A plate of handwiches from Burkes Bacon Bar
  • Aimee Levitt
  • A plate of handwiches from Burke’s Bacon Bar

The first day after the polar vortex when the temperature finally got back above freezing and everyone realized that 34 degrees feels pretty damned good, I felt giddy and celebratory enough to go review Rosie’s West Town Deli in Ukrainian Village, which didn’t seem too arduous a trek from River North. I took sandwich orders from some of my dear coworkers and cheerfully promised them I would be back in an hour.

However, the CTA buses had not yet adjusted to the thaw and were still running with polar vortex-level slowness. It took an hour to get to Western and Cortez, a lot of it spent tramping down Division. (It wasn’t all bad: I got some exercise and got to see a hipster skip down the street like Julie Andrews in The Sound of Music, only without the guitar case.) It took another hour to get back, and by then it had started to rain. I stepped in several slush puddles. The paper shopping bag that held all the sandwiches slowly dissolved and then finally broke as I was maneuvering through a turnstile.

And yet—the sandwiches survived! The paninis were still crisp. The meatballs were still tender, even after a zapping in the office microwave. Most importantly, none of the sandwiches had fallen apart on the perilous journey across town. They were a miracle of sandwich construction. They tasted good, too.

Of course there were a few flaws. Almost everyone felt the condiments had been applied with too stingy a hand. The eggplant Parm, bizarrely, had not been breaded or battered before it was fried. The lechon in the Cuban sandwich was a little gray, and the ham tasted like off-the-shelf cold cuts.

But for the most part, we were happy, and not just because we were insanely hungry. The marinara sauce was a thing of beauty, thick and full of chunks of garlic and basil. The turkey, roasted in-house, was moist and satisfying. The best part, though, was the bread. It had been baked earlier in the day, and it had a crisp crust and a soft crumb and was so sturdy you could probably eat the sandwich on a bus or train without a catastrophe.

I admit, I was not in the best of moods when I finally got to Rosie’s. I was cold and hungry and my feet were wet inside my boots. I ate too many of the samples they had lying out. But the staff behind the counter were kind. They set to work making the sandwiches, apologized for making me wait (they were nothing compared to the Division bus), and when they deduced by the size of the order that I was an office sandwich mule, they threw in a packet of almond-paste cookies. It was clearly a family-owned business; the people behind the counter were clearly invested in the finished product. (The Pecoraro family also runs the Sicilia Bakery in Portage Park. The meatball recipe is Mama Rosie’s very own.) They made an experience that could have been a disaster into one that was horribly inconvenient but ended with a very nice sandwich.

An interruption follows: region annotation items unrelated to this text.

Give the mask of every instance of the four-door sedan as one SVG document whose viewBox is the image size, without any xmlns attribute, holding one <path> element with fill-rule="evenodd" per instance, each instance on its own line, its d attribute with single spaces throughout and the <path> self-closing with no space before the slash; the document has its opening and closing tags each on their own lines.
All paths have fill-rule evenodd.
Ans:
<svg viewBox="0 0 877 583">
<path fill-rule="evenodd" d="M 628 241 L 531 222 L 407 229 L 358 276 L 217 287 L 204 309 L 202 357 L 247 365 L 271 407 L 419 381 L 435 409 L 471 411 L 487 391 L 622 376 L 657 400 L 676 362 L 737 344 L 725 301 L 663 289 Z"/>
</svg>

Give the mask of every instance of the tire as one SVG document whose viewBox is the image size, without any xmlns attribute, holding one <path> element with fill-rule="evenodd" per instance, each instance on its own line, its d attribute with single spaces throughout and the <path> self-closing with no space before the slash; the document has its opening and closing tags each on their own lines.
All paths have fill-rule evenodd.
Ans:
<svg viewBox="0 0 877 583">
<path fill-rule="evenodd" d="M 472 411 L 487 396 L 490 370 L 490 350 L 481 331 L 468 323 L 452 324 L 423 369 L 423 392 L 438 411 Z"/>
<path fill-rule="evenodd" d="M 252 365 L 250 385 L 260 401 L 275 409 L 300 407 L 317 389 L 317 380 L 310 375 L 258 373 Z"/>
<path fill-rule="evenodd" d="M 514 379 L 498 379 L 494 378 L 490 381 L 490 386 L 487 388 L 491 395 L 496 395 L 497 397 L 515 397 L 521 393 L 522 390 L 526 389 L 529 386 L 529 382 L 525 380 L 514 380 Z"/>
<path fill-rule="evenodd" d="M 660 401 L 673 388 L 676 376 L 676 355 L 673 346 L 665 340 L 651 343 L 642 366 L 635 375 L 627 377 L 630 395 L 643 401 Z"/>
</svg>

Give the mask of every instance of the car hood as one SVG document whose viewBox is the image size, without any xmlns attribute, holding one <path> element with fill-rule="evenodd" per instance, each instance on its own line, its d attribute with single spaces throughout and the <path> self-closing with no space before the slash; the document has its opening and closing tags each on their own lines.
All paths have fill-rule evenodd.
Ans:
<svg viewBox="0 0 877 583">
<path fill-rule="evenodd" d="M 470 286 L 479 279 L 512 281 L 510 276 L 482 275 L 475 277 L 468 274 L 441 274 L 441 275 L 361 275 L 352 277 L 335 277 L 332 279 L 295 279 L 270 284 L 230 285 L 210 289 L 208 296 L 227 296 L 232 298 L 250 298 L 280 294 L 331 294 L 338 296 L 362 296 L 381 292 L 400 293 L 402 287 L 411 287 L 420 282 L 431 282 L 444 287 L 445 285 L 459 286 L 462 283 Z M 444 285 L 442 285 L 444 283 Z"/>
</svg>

The following week, I went to review Burke’s Bacon Bar in River North, a little to-go nook in the ground floor of the James Hotel. The Bacon Bar isn’t actually a bacon bar in the sense you would imagine in your most pork-obsessed dreams—a long table piled with platters of sizzling bacon in all its various forms, hickory-smoked bacon, pepper bacon, jowl bacon, candied bacon, and, maybe at the end, a vat of bacon ice cream. Instead, the bacon comes buried in dainty little “handwiches.”

The bacon is very good. The handwiches are not, mostly because they’re carelessly assembled and not packaged for travel, which is essential if you’re running a to-go operation and know they won’t be eaten right away. By the time I got back to my desk after a dry, uneventful, 15-minute walk, the bread had gone soggy and the meat and cheese had blended together into a general impression of saltiness, drowning out the particularly sweet-crispy saltiness of the bacon. The only way I could tell the difference between the CBLT and the Cheddar and Bacon was by sight: one had a tasteless pink tomato and a scrap of pale lettuce while the other did not. The Five-Spice Duck was salty, too, but it was the salt of soy sauce. (That one came with “Chinese Bacon,” but no one could explain to me what that was, exactly.)

Three handwiches make a decent-size meal. (A single handwich is $4, but you can get three for $11.) The menu promises caramel-bacon popcorn, but it was not available when I stopped by. It was yet another disappointment.